Eu te disse o quanto te amava, mas acho que não te agradeci. Não te agradeci por me confiar o seu diagnóstico, e não te confessei que aquele dia que você foi lá em casa eu senti que você não estaria nesse plano por muito mais tempo, mas eu não tinha coragem de assumir essa visão nem mesmo pra mim. Não te agradeci por me trazer tantos dias alegres, não te agradeci por sempre ir no Masonween com tanto entusiasmo mesmo indisposta, não te agradeci por ter me incentivado a adotar sua afilhada Bete, não te agradeci por me confiar sua cura e bem estar energético o tempo todo. Eu sinto que falhei como 'seu bruxo', como gostava de me chamar, pois um bruxo de verdade teria alguma poção mágica que te curaria em um instante. Mas eu fiz o que estava ao meu alcance pra te trazer inspiração, fé e acolhimento, e sei o quanto isso foi importante no seu processo.

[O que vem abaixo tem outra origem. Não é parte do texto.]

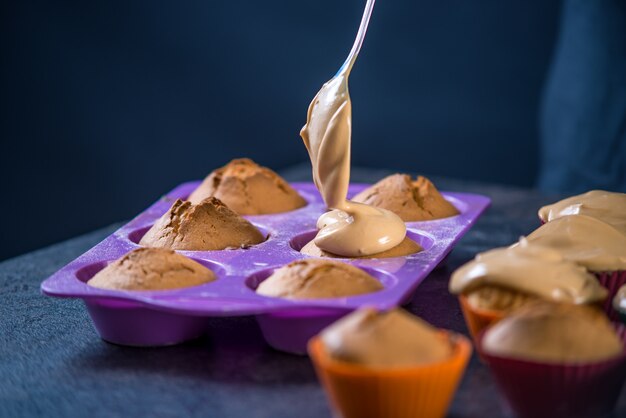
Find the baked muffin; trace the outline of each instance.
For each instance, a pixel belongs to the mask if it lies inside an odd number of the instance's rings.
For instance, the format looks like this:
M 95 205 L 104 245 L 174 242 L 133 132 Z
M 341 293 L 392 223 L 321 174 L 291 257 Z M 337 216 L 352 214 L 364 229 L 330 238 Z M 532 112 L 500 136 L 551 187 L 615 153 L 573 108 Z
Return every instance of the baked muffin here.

Eu vou honrar seu legado de alegria e amor, amiga. Eu vou seguir cuidando de todos os doguinhos que puder em seu nome, e a cada festa que tiver vou fazer um brinde à sua alegria, como se a gente ainda estivesse ali, bem inimigas do fim que éramos juntas. E eu sei que, da onde estiver, vai sentir isso também. A sua passagem por esse plano não foi em vão e eu vou honrar a sua existência enquanto estiver por aqui.
Essa é a carta que eu não consegui te entregar. Mas sei que o amor cósmico vai fazer com que sinta cada palavra e amor contidos nela.
Te amo pra sempre,
Seu Bruxo
Ps1: acendi uma vela violeta pra você na sua cerimônia hoje e ela queimou até exatamente o momento que nos despedíamos da sua matéria.
Ps2: enquanto isso, os seus filhos bichológicos estavam ali, participando de tudo como queria: Simba não saiu do meu colo, Winter seguia com sua vibe irreverente de pônei que não tem noção do seu tamanho, Zeca desconfiado de tantas pessoas que ainda não conhecia e poderia beliscar, e Nica muito plena com suas patinhas cruzadas.
Ps3: eu te amo tanto e já tô com muitas saudades. Mas nos vemos em breve em um plano que seja tão luminoso como a sua frequência. Eu sabia que esse era denso demais pra sua luz.